A singing contest has been held in his name in the year 2013.

===Research work based on Rebimbus===
Antony Mavrel Lobo of Christ University, Bangalore, submitted a thesis in July 2019 on Representation of Konkani music and culture through the works of Wilfy Rebimbus. In it, he argues that "according to the research conducted by Konkani Sahithya Academy, in Mangalore there are 42 dialects of Konkani, where people speak the same language using a few different words in the state of Karnataka."

==Personal life==
He married Meena Gracia Rebimbus, who is also a popular singer, on 25 January 1970. She was given the title of Konkan Myna, named after another popular singing bird, by Benar Productions on 12 August 1984 for her melodious voice.

Meena has also composed few songs in Rebimbus' albums namely, Nach to ka Vetha, Asha and Kuhu Kuhu which was a tribute to him after his death.

Rebimbus and Meena together had two children, Veena Rebimbus Pais, and Vishwas Rebimbus. They are also singers and composers, and have continued their father's legacy by releasing an album in 2011 Tum Maka Hav Tuka.

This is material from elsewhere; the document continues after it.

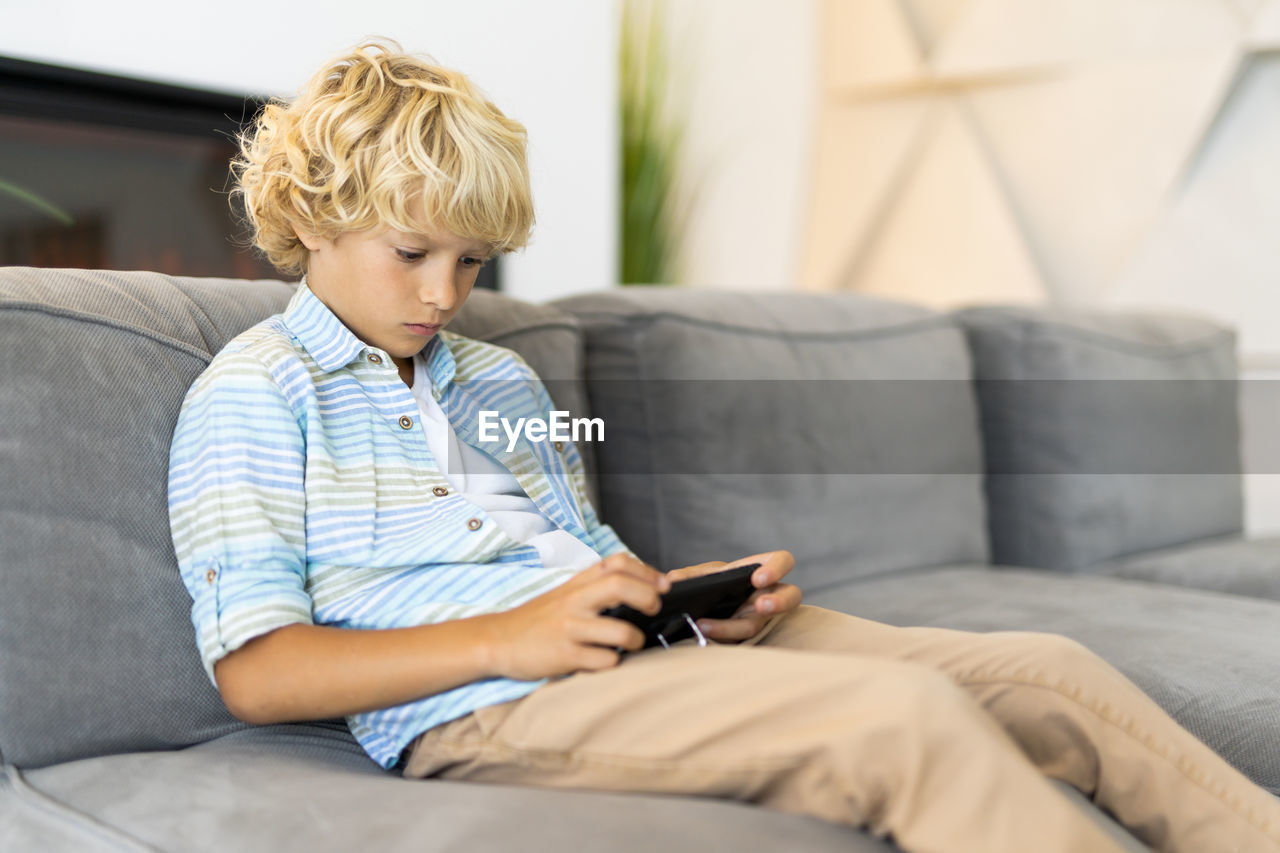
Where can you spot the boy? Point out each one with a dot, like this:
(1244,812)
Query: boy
(353,550)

On 13 June 2010, Bishop Dr. Aloysius Paul D’Souza conferred the title Pro Ecclesia Et Pontifice awarded by Pope Benedict XVI on Konkan Kogul Wilfy Rebimbus posthumously during the Mass held at the prominent Milagres Church of Mangalore. The special honour has been given to Wilfy for his love towards Church and his extraordinary musical contributions to the Konkani community worldwide. The bishop handed the title to Meena Rebimbus.

==Illness and death==
Rebimbus was diagnosed with lung cancer and underwent surgery in September 2009. He died of complications from lung cancer on 9 March 2010.

After his death at the age of 67, his remains were kept for public viewing at the St. Joseph's Seminary Church at Jeppu in Mangaluru on March 11, 2010. He was buried at the Jeppu Cemetery.